Sunday, November 27, 2011 at 7:52AM Preparing to preach this week, I made my triennial journey to Isaiah 64, that chapter that begins "O that thou wouldst rend the heavens and come down!" Here's what leaped out to me from the passage: "Behold, thou wast angry, and we sinned."
Wait.
Isn't that backwards?
Don't we sin, and then God gets angry with us?
And why did this jump out at me?
Because I, a pastor of an eastern congregation (Park Ridge, New Jersey) am a wee bit tired of hearing the saw that goes like this: "You eastern churches have abandoned the true faith. That's why you've lost so many members."
Well, I'm no advocate for abandoning the true faith.
However, if numbers tell the story, are the likes of Creflo Dollar and Joel Osteen to be trusted with carrying on the vessel of the orthodox faith into the next generation?
If numbers tell the story, how does one explain the thriving lives of many congregations in the east that are too "inclusive" or "progressive" for the purveyors of those who equate membership decline with doctrinal apostasy?
The story is just more complicated than that.

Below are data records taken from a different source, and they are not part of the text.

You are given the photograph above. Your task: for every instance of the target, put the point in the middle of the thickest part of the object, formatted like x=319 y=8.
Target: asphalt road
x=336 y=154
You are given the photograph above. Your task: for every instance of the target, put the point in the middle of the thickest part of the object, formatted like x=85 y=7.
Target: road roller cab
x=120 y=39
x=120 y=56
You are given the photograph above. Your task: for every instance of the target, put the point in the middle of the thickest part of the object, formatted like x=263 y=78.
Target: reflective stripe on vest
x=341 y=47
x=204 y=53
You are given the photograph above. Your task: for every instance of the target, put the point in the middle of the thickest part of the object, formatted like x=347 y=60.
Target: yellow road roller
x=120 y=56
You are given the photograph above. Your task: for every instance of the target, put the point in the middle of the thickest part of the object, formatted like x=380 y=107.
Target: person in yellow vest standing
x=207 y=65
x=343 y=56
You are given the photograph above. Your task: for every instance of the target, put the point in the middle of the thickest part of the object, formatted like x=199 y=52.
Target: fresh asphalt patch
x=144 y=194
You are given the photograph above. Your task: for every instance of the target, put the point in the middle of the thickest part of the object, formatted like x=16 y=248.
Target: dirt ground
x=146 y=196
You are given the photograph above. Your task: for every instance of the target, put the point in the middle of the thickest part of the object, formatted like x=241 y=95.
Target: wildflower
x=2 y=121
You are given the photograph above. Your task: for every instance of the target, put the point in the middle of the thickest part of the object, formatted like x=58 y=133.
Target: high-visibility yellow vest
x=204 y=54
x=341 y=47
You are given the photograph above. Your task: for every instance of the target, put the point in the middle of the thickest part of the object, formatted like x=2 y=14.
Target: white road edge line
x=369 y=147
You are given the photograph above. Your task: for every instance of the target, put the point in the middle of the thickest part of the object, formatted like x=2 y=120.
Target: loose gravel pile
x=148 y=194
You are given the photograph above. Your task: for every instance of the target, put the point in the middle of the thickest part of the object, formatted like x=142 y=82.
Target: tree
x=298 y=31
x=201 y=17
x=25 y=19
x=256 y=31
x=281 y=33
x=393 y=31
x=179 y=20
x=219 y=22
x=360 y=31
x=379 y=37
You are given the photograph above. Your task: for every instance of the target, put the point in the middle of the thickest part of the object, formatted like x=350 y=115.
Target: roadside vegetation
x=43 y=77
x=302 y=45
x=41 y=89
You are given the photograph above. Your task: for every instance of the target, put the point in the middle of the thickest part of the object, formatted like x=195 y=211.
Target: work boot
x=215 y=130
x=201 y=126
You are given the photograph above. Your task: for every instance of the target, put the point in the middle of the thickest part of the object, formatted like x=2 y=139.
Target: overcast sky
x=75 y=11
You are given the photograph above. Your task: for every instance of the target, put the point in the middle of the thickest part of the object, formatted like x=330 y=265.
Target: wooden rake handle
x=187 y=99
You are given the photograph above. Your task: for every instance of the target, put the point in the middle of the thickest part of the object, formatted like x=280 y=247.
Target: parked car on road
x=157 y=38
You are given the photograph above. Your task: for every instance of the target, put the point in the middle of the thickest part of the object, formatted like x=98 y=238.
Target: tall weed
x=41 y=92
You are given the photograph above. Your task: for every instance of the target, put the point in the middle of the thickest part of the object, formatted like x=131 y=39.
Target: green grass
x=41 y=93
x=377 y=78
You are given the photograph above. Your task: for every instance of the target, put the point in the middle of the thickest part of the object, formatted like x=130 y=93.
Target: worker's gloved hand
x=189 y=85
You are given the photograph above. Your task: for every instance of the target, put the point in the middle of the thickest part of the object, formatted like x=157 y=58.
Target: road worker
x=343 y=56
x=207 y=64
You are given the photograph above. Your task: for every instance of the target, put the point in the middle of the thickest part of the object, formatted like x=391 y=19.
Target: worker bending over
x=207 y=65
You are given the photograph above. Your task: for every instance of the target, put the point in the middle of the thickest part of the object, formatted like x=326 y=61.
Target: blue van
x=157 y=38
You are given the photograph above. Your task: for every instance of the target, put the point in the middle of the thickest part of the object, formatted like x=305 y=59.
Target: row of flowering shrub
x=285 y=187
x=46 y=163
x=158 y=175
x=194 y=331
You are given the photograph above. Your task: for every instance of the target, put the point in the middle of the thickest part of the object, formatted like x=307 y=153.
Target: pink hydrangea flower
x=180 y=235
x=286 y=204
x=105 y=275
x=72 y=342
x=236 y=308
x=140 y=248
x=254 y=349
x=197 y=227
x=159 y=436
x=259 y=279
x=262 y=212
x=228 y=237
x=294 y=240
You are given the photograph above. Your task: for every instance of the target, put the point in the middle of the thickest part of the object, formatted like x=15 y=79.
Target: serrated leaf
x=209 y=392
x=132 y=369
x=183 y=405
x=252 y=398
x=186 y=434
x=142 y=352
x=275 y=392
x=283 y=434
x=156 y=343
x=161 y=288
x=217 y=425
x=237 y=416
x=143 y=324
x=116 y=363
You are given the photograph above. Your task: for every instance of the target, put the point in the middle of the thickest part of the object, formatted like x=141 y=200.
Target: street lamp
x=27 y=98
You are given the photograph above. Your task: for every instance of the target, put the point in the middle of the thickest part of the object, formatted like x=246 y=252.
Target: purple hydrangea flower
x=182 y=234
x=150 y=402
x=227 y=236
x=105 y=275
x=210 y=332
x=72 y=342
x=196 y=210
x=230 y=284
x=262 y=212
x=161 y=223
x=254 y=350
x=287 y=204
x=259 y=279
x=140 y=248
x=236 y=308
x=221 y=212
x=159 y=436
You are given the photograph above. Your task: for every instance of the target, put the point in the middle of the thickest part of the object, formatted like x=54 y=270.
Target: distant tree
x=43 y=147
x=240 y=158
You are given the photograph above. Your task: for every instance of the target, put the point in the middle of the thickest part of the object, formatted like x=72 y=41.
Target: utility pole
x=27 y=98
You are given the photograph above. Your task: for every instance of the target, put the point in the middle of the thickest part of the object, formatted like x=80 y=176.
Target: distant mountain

Most irksome is the uber-confidence that I detect in the voices of those who draw a straight line between membership decline and heterodoxy.
Heeding Isaiah's words would cause one to be more tentative. "Thou wast angry, and we sinned." So....is God responsible for our sin? No, we would rightly say. After all "thou hast delivered us into the hand of our iniquities." Nevertheless, the mechanical sense of "if you're 'bad' in some way, God will get angry'" inverts the plain meaning of the text as we have it.
The Hebrew may be obscure, but what is rendered as "and shall we be saved?" is a question that puts us in the right spirit for Advent. Shall we indeed be saved? Not, "shall we be successful" or "shall we decrease in number?" But "shall we be saved?"
Responding as a Calvinist, the answer to that question is up to God.